Hidup Reza Fadhillah yang baru 9 tahun harus berakhir tragis. Dia tewas setelah jadi bulan-bulanan tiga orang temannya yang meniru aksi pegulat Smackdown. Selain Reza, media massa paling tidak ada 8 anak lain yang menderita luka karena jadi tumbal Smackdown. Semuanya menjadi korban ketika imajinasi anak-anak menuntun mereka menyalin laga ala John Cena.

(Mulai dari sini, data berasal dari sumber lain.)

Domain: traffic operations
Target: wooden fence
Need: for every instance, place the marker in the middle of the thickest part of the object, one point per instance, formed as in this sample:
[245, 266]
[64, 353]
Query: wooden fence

Kontroversi tayangan Smackdown jadi bukti kesekian bagaimana kalangan televisi kita lebih peduli pada rating daripada tanggung jawab terhadap publik. Selama rating tinggi dan iklan mengalir, stasiun televisi tidak ambil pusing terhadap efek tayangan ke pemirsa. Membodohi?Menyebarkan sirik?Memicu budaya konsumerisme dan potong kompas? Itu collateral damage yang dapat diabaikan selama rating memuncak
Smackdown sejatinya memang hiburan, organisasinya saja menggunakan kata Entertainment. Sebagai hiburan Smackdown dan acara gulat sejenisnya dikemas dengan penokohan, skrip seru, dan aksi dramatis. Masalahnya kemudian acara “hiburan” ini ditonton oleh anak-anak yang memang pada tahap imitasi. Buat anak-anak, meniru tokoh seperti Rey Mysterio yang macho dan berkostum jelas lebih menarik dari mengingat pesan Pak Guru. Pertimbangan semacam ini kan harusnya sudah dipikirkan Lativi ketika memutuskan untuk menayangkan Smackdown di jam ketika anak-anak masih terbangun. Yang terjadi justru Lativi baru memindahkan jam tayang setelah berkali-kali ditegur KPI, itupun termasuk terlambat karena korban sudah berjatuhan dan produk-produk sampingan seperti dvd,vcd, dan kartu bergambar masih digemari anak-anak
Yang bikin kesel adalah dengan korban yang terus bertambah,Lativi masih ngeyel untuk terus menayangkan Smackdown. Padahal korban terus bertambah, pakar pendidikan dan anak-anak sudah protes dmeikian keras, bahkan KPI pun sudah menegur. Dalam kontroversi ini terasa sekali betapa lemahnya kontrol publik kepada stasiun televisi. Pada titik ini orang mungkin akan bicara “publik yang mana?”, tapi rasa-rasanya pasti ada batasan yang disepakati oleh publik tentang mana saja yang dapat dibawa masuk melalui televisi ke ruang keluarga di rumah. Sekarang tinggal bagaimana kontrol publik ini dapat berjalan efektif dan memaksa stasiun televisi berpikir cermat dalam menentukan program mana yang layak ditayangkan
Selama televisi kita tidak mampu menunjukkan tanggung jawabnya dalam memberi kontribusi positif bagi masyarakat, adalah hak publik untuk diberi kemampuan mengontrol apa yang boleh dan tidak boleh hadir lewat layar kaca di ruang keluarga kita.